他方、このような新しい概念が作られたことによる懸念点もあります。基本計画中には数値目標が多くありますので、それに関連した業務が多く研究現場に発生するのではないか、例えば、総合知に関する単純で一律な指標を作り、それを追求するようなアプローチは問題があると思います。今後の取組において、現場の負担感をなるべく少なく、また、効果的に把握できる指標の開発と運用が求められると考えています。

(2021年4月26日オンラインインタビュー)

インタビューの様子インタビューの様子 中央:小林 傳司 RISTEXセンター長、右側上段から、NISTEP林、赤池、山下(NISTEP撮影)

中央:小林 傳司 RISTEXセンター長、右側上段から、NISTEP林、赤池、山下(NISTEP撮影)
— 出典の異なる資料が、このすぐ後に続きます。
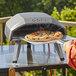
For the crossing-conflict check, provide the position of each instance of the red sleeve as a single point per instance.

注1 第6期科学技術・イノベーション基本計画においては、「2020年の第201回国会において、25年ぶりとなる科学技術基本法の本格的な改正が行われた。この法改正では、法律の名称を「科学技術・イノベーション基本法」とし、これまで科学技術の規定から除外されていた「人文・社会科学(法では「人文科学」と記載)のみ」に係るものを、同法の対象である「科学技術」の範囲に位置づけるとともに、「イノベーションの創出」を柱の一つに据えた。」としている。https://www8.cao.go.jp/cstp/kihonkeikaku/6honbun.pdf

注2 トランスディシプリナリー研究(超学際研究)は、学問分野の隔たりを取り除き、更に社会と学術の壁を乗り越え、異なる立場や価値観をもつステークホルダーが協働で社会の課題解決に取り組む研究。